There are always questions on what makes a good business key? how do I choose one? and so on. We cover all these questions and more in our CDVP2 (Certified Data Vault 2.0 Practitioner) class. If you've not attended, you probably should. It's a great way to really increase your knowledge. That said, here's a beginners guide to choosing business keys.
1: Do not simply choose the source system primary key
Source system primary keys often are meaningless sequence numbers. Meaningless sequence numbers are not the first choice, they are the last choice. Why? Because they do not integrate across multiple lines of business, multiple applications, and they are not durable over time. Most importantly, they are not meaningful to humans
2. Ask business users what they use to uniquely identify records of a particular type
Business users can and should be able to show you the actual fields in the source system (by opening the operational applications and demonstrating) that uniquely identify rows. These fields are the lookup fields, the pull-down or drop down lists, etc.. These fields should be non-editable. Business keys in Data Vault landscape are known as durable keys in Star Schemas.

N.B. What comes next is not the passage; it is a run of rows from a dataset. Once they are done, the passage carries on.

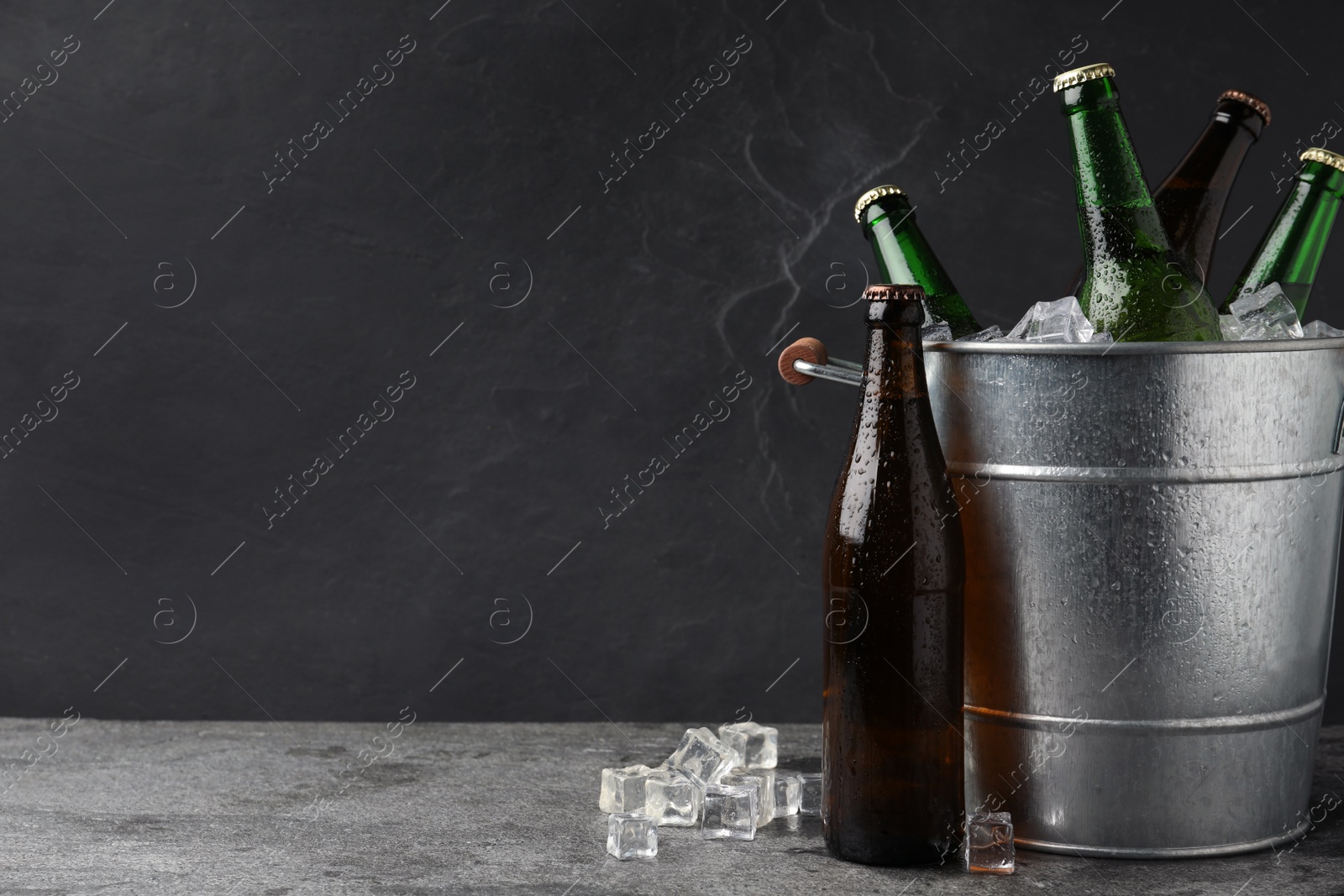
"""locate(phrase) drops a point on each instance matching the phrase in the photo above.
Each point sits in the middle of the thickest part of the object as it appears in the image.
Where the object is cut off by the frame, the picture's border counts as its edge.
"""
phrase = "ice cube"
(940, 332)
(759, 745)
(1320, 329)
(788, 793)
(990, 842)
(632, 835)
(1058, 322)
(1230, 328)
(1267, 313)
(730, 812)
(810, 799)
(764, 782)
(987, 335)
(702, 758)
(622, 789)
(669, 799)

3. Profile the data set, test your findings / assumptions
Attempt to check the data for uniqueness, as well as populated values. Sometimes Business keys have been defined, but sometimes are left 50% NULL (for example). This is a business break that needs to be fixed going forward in the operational applications.
4. As a last resort: use the Primary Key fields
This is truly the very last resort - if you choose source system PK fields as your business keys, you will end up with a lot more objects in your Data Vault than you want or need. Furthermore you will end up with a source system DV model - which has a lot of bad implications. Finally, you will end up with zero (and I do mean zero) integration by business key.
Some words of wisdom: Do NOT get caught in analysis paralysis. Choose a business key, and move forward. Remember: Business Keys may be comprised (made up of) multiple fields (aka: composite business key). Do not get stuck on the following: "BUT my business key has multiple values for the same data set!! I need to conform it!!" WRONG. We do not conform ANY data until we load the Business Data Vault.
The fact that a single Business Key may have multiple values is irrelevant. Business Keys are defined to be IN the same hub when: they have the same semantic meaning and the same granularity across systems.
Examples of good business keys: VIN (vehicle identification numbers), BAR codes on products, Employee Badges, Part Numbers that never change, Model Numbers of Parts, Lattitude + longitude + altitude/depth, Prescription Drug Codes.
Now, that said: here's one last example to consider: At Lockheed Martin we had 75 source applications from around the world that all carried "ROCKET CONTRACT NUMBER" - a long string of alphanumeric values, that identified a single rocket building contract. Hence - the rocket contract number was built in to a single hub (they were all defined SEMANTICALLY the same: "rocket contract number"). Each source system had a different physical attribute / field name. 75 Different field names. Each source system represented the same rocket contract number with a different value. That meant: we loaded up to 75 different values / records to a single hub, for a single rocket contract.
In order to resolve these to a single rocket contract (ie: master data resolution) we needed the source systems to feed us the "old mapped to the new" contract number, every time it changed the value mechanically. This data was then loaded to a same-as-link.
So hopefully this insight helps you get a grasp on Hubs, and Business Keys. Happy building!